Blackberry made a splash when it reported its results in the fourth quarter ended Feb. 28. Financial newswires jumped to announce that the company’s quarterly sales was the lowest in eight years, and revenue, which slid to $660 million from $793 million, was well below estimation.
But enough about that Blackberry. Let’s talk blackberry. You know, the dark-skinned, juicy fruit. Like, the edible kind.
In fact, Blackberry has replaced blackberry when searching in Google. To find the fruit, you have to type in “blackberry, fruit.” (image credit: botane.net)

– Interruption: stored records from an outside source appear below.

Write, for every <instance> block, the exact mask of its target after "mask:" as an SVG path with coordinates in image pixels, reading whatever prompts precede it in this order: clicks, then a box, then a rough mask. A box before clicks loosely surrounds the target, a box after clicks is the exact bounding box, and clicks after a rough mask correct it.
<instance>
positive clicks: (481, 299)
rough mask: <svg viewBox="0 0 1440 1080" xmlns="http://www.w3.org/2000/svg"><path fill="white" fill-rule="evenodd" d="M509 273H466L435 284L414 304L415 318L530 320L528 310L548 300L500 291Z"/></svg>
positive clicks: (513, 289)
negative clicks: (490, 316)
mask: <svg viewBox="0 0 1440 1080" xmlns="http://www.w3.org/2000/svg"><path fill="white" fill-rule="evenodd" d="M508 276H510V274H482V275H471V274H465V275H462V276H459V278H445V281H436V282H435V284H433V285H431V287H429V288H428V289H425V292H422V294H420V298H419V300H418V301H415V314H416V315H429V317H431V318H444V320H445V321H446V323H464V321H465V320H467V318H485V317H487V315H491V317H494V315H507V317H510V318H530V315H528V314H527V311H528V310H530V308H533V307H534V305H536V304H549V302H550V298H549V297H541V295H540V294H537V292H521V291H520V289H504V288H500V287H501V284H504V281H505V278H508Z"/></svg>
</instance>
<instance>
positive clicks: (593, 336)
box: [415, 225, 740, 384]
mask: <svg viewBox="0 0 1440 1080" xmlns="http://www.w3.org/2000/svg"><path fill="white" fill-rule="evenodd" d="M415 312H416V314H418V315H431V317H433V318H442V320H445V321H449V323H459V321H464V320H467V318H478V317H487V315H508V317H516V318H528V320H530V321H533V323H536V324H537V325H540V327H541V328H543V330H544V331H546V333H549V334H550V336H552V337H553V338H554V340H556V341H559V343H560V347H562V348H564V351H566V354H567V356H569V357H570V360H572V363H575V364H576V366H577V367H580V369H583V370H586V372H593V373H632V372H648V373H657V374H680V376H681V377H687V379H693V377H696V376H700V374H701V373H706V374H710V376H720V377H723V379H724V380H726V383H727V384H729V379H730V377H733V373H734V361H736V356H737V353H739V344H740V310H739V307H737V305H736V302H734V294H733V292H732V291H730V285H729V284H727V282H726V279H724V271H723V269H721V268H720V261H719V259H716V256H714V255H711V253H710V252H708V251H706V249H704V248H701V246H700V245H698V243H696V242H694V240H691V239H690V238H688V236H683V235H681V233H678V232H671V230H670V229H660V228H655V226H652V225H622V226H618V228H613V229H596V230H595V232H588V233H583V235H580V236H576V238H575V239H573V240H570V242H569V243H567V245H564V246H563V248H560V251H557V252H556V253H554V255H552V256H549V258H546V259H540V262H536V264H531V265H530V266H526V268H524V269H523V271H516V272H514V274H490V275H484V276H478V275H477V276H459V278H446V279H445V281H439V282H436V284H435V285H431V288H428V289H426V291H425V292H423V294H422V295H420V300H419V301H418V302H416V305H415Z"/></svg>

In a beautiful essay celebrating words, landscape words in particular, Robert Macfarlane (The Guardian) writes that a new edition of the Oxford Junior Dictionary removed a substantial number of words concerning nature. The deletion included the following:
acorn, adder, ash, beech, bluebell, buttercup, catkin, conker, cowslip,cygnet, dandelion, fern, hazel, heather, heron, ivy, kingfisher, lark, mistletoe,nectar, newt, otter, pasture and willow
New words replacing them included “attachment, block-graph, blog, broadband, bullet-point, celebrity,chatroom, committee, cut-and-paste, MP3 player and voice-mail.” Oxford University Press explained its decision stating that the deleted entries are no longer “relevant to a modern-day childhood.”